7. In addition, litigants will be allowed to deliver writs to each other directly, but they will have to submit proof of delivery to the court.

8. The Law brings forth amendments regarding the obtaining of evidence from witness statements and by expert testimony.

The Law provides the possibility that a witness examination may be conducted by way of reading his/hers written statement which must be certified by the court or person performing public authorities. It is also prescribed that the court may decide to examine a witness by a conference call, using audio and video recording devices.

Concerning expert testimony, one of the novelties the Law brings is the possibility for a litigant to submit to the court written findings and opinions of an expert witnesses, which are then delivered to the other litigant to express views of the same. The court may determine that evidence by expert testimony may be performed by reading the written findings and opinions submitted by one litigant, after the other litigant has expressed his views and comments on it.

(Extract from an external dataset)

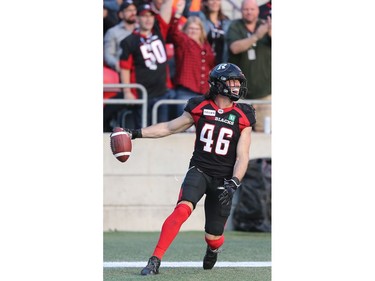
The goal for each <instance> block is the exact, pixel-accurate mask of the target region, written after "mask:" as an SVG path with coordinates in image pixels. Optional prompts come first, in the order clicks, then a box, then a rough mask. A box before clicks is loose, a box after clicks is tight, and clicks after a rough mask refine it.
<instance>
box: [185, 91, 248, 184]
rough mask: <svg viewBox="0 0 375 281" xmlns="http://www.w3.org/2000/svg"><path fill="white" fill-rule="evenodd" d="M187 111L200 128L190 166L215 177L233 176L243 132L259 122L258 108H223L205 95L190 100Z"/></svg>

Furthermore, it is prescribed that a litigant may engage an expert i.e. expert witness registered in the registry of judicial expert witnesses, who will make observations and remarks of the already delivered findings and opinions, or who will give new findings and opinions in written form. These documents may be read at the hearing for the main argument, and the expert witness may be allowed to participate in the argument by posing questions and providing explanations.

9. The new Law introduces an exception from the suspensive effect of an appeal. An appeal of a first-instance verdict which obliges a natural person to pay a claim, the principal amount of which does not exceed the amount of EUR 300 in RSD counter value according to the middle exchange rate of the National Bank of Serbia on the day when the decision is brought forth, as well as a verdict which obliges an entrepreneur or a legal entity to pay a claim, the principal amount of which does not exceed EUR 1,000 in RSD counter value according to the middle exchange rate of the National Bank of Serbia on the day when the decision is brought forth, does not delay the execution of the verdict. If the verdict determines only the refunding of trial expenses in an amount not exceeding the above stated amounts, an appeal of the decision to refund trial expenses does not delay its execution.

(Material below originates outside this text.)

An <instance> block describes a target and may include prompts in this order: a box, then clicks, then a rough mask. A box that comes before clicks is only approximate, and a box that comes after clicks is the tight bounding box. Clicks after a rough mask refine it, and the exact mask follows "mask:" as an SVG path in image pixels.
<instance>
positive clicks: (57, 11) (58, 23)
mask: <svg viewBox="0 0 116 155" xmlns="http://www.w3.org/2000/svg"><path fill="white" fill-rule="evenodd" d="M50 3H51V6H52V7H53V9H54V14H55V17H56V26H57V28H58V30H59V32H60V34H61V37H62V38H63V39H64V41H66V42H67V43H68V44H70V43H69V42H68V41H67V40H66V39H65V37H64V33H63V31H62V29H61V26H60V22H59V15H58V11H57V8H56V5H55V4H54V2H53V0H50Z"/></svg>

10. The Law foresees the following extraordinary legal remedies: petition for review (the direct review foreseen by the previous Law on Litigation Procedure has been abolished), petition for retrial of the case and request for reconsideration of a final and binding verdict, which has replaced the request for protection of legality, and may be submitted solely by the Republic’s public attorney (not by a litigant), against a verdict which breaches the law at the expense of public interests.

11. The Law introduces two new special procedures – the procedure in consumer disputes and the procedure to protect the collective rights and interests of citizens.

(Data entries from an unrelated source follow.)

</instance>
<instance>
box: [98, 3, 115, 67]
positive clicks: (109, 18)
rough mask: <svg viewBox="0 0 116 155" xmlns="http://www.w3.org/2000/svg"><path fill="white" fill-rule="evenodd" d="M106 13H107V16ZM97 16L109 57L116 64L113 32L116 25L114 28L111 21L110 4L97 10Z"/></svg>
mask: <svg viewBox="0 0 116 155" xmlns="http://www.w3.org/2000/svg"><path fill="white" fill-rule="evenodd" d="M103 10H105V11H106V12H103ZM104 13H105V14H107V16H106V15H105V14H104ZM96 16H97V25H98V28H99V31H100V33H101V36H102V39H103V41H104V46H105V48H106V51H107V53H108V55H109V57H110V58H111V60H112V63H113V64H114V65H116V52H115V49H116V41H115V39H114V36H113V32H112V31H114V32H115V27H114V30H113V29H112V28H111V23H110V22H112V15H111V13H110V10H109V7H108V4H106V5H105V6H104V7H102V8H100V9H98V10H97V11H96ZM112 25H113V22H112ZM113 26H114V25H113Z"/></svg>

12. The final provisions of the Law prescribe that all procedures commenced prior to entry into force of the new Law, shall be carried out and completed according to the provisions of the currently valid Law on Litigation Procedure (”Official Gazette of the Republic of Serbia” no. 125/04 and 111/09), unless in the case when, after the new Law enters into force, a verdict or a decision ending the procedure is abolished and the case is to be retried, when the new trial will be performed according to the provisions of the new Law.

Aside from the above stated, the Law contains other amendments as well, made principally to harmonize Serbian legislation with European standards and to create conditions for a more efficient procedural protection of the rights and interests of citizens, the realization of which is possible only with a complete and consistent application of the legal provisions in the practice of domestic courts.